Он вздрогнул при звуке «бибабо». Он явно растерялся и принужденно хохотнул. Незавершенный хохоток высветился на лице странным оскалом.
— Вот так… вот так… комплимент… — произнес он с какой-то неопределенной интонацией.
Любопытно, подумал я. Ни малейшего возмущения не выражается в адрес «эмигрантской общины». Поразительно, что совершенно не открещивается от «бибабо». Может быть, боится, что при расшифровке какой-нибудь пленки его возмущение будет неправильно истолковано?
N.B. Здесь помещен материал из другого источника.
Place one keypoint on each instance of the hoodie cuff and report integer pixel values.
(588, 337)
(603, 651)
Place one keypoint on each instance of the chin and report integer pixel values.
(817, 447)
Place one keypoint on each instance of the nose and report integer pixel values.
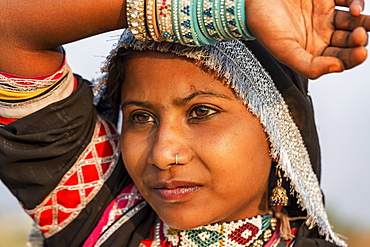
(170, 147)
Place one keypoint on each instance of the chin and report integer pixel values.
(184, 222)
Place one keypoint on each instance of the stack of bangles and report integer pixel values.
(188, 22)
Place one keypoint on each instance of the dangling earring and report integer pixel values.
(278, 195)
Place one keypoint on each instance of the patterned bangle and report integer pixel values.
(164, 19)
(196, 27)
(218, 10)
(185, 23)
(151, 20)
(241, 22)
(230, 19)
(207, 16)
(136, 20)
(204, 19)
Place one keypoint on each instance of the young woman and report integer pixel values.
(208, 133)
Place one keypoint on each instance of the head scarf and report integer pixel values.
(278, 97)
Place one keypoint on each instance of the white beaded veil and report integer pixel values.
(254, 85)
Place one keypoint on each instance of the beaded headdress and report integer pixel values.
(254, 84)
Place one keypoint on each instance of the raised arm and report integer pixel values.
(309, 36)
(32, 31)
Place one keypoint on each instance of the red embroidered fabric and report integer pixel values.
(81, 183)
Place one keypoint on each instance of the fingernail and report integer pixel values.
(335, 69)
(360, 8)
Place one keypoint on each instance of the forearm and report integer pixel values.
(32, 31)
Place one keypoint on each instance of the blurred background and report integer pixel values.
(342, 109)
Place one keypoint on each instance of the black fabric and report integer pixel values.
(78, 230)
(134, 231)
(310, 238)
(37, 150)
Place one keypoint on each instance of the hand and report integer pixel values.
(311, 36)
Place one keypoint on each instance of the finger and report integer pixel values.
(346, 39)
(306, 64)
(350, 57)
(345, 21)
(355, 6)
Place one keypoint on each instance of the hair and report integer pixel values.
(116, 76)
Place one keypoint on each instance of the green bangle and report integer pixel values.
(241, 20)
(196, 26)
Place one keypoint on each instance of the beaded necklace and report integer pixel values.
(255, 231)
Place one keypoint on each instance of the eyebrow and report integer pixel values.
(134, 102)
(179, 101)
(199, 93)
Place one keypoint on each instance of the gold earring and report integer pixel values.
(278, 194)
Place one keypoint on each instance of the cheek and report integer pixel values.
(131, 152)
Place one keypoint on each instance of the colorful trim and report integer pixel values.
(81, 183)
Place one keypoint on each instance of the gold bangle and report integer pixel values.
(152, 21)
(136, 19)
(164, 20)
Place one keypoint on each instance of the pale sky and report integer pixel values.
(342, 107)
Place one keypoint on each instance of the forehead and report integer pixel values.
(155, 71)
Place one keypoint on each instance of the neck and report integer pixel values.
(255, 231)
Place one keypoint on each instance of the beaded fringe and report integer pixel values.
(252, 83)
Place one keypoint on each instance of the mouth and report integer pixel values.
(176, 190)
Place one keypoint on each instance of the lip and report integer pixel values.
(176, 190)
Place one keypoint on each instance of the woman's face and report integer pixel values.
(172, 107)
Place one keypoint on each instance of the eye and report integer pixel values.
(141, 117)
(202, 111)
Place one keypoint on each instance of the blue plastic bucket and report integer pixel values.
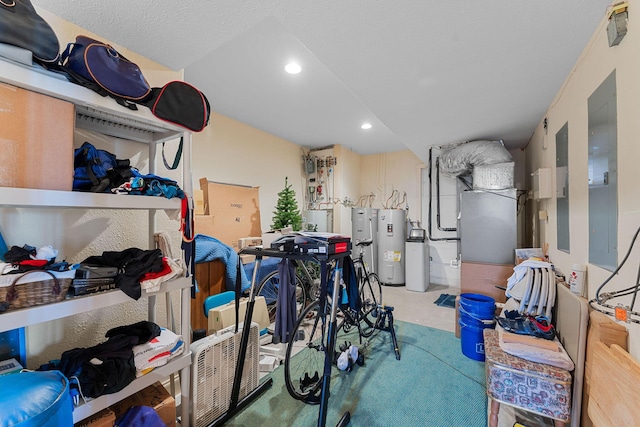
(476, 314)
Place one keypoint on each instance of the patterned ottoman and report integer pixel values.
(534, 387)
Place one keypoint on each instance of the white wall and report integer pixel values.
(570, 105)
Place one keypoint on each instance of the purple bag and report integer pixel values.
(102, 64)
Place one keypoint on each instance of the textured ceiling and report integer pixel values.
(422, 72)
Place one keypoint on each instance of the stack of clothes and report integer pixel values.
(157, 351)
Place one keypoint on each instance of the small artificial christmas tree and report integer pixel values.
(287, 213)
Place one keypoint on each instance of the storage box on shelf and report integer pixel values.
(103, 115)
(35, 133)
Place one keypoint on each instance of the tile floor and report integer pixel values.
(419, 307)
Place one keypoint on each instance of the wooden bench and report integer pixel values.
(536, 387)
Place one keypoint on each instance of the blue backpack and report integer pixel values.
(140, 416)
(98, 170)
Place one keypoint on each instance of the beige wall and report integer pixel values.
(231, 152)
(570, 105)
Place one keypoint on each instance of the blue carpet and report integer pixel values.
(446, 300)
(433, 384)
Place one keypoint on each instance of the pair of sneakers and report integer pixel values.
(523, 324)
(348, 357)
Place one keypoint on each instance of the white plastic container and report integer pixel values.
(577, 279)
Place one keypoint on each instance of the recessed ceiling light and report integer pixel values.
(293, 68)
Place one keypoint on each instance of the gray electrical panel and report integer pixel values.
(487, 227)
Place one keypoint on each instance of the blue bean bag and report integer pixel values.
(30, 399)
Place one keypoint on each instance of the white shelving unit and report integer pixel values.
(105, 116)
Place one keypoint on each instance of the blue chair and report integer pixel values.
(217, 300)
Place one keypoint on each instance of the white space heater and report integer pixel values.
(213, 369)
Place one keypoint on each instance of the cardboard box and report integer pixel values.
(104, 418)
(36, 140)
(155, 396)
(482, 278)
(232, 212)
(245, 242)
(198, 202)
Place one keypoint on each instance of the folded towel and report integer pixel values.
(557, 357)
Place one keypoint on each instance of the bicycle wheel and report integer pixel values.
(371, 296)
(304, 359)
(269, 290)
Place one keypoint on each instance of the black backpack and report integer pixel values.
(98, 170)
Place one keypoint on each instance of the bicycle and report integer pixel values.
(307, 287)
(305, 355)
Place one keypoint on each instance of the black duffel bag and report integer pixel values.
(21, 26)
(180, 103)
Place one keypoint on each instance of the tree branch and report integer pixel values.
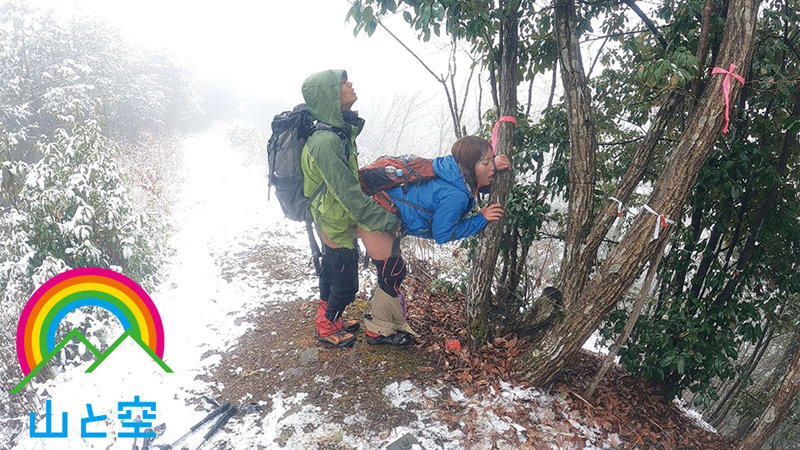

Чего, мол, это вы от нас так яростно открещиваетесь, товарищ ИгрекОвич? Гордиться надо, а не стесняться таких подозрений со стороны эмигрантского отребья.
Так или иначе, но дело, кажется, было сделано: прошелся по всему списочку претензий. Суммируем: а) ироническая, издевательская над органами интонация («Бумажный пейзаж»);
б) атаки на прогрессивных больших писателей, друзей СССР;
в) работа на подрывных радиоцентрах, особенно на «черном дне» — станции «Свобода», и наконец, г) предательство его самого, Игрека ИгрекОвича, в газете «Нью-Йорк таймс». Он облегченно вздохнул, прогулялся в туалет и, вернувшись оттуда, вздохнул еще более облегченно. Допил коньяк. Протянул руку, чтобы погладить собаку, однако не донес, рука потрепыхалась в воздухе. Ушик после этого поднялся по спиральной лестнице и лег там, глядя сверху на нашу странную компанию.
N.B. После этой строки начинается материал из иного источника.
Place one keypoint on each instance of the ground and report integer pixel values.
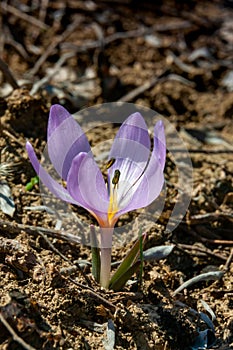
(175, 58)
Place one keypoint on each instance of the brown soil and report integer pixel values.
(187, 45)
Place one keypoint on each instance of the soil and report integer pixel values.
(79, 54)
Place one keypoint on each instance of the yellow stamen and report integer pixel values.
(110, 163)
(116, 177)
(113, 208)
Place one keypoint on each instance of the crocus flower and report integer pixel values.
(135, 173)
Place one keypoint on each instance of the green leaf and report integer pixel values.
(128, 261)
(119, 283)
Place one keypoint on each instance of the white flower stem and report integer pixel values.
(105, 257)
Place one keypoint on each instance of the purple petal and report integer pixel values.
(132, 132)
(57, 189)
(66, 139)
(160, 142)
(150, 184)
(130, 149)
(86, 185)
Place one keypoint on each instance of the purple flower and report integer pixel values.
(135, 177)
(135, 174)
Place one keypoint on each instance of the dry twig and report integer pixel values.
(8, 75)
(14, 335)
(32, 20)
(54, 44)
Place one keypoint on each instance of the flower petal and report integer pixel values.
(66, 139)
(131, 150)
(86, 185)
(160, 142)
(149, 186)
(57, 189)
(132, 132)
— Ну как вы вообще-то живете? — спросил Игрек. — Хотите, я почитаю вам свою новую пьесу? — Не дожидаясь ответа, он вынул из сумочки пухлую папку.
— Тут часа на три чтения, — мрачно сказала Майя, но он уже ничего не слышал. Читал. Минут через пятнадцать несусветного чего-то, прогрессивного и в то же время глубоко народного, в котором боль за родную землю подобна крику журавля, я тронул его за колено:
— Давай-ка, Игрек, я отвезу тебя в гостиницу.
Он встал. От зоба до подошв прошла сильная цветовая гамма.
— Да, ничего не скажешь, меняются люди в эмиграции, черствеют душой.
О чем мы говорили на обратном пути, не запомнилось. Все прошлое ушло, я вез лишь докучливого посланника, явившегося в мой дом со странными и смутными предупреждениями. Вашингтон демонстрировал свой худший вариант: 100 % влажности плюс непрерывно сочащееся дождем небо. Меня слегка мутило. Через несколько минут мы расстались, чтобы не увидеться — еще шесть лет. Игрек ИгрекОвич выступал все эти годы как «флагман перестройки» и посланец доброй воли. Я до недавнего времени, как это видно из эпиграфа, третировался на родине как эмигрантское отребье, предатель и платный сотрудник «подрывных центров». Все это мне почему-то захотелось рассказать читателю, перед тем как перейти непосредственно к «Радиодневнику».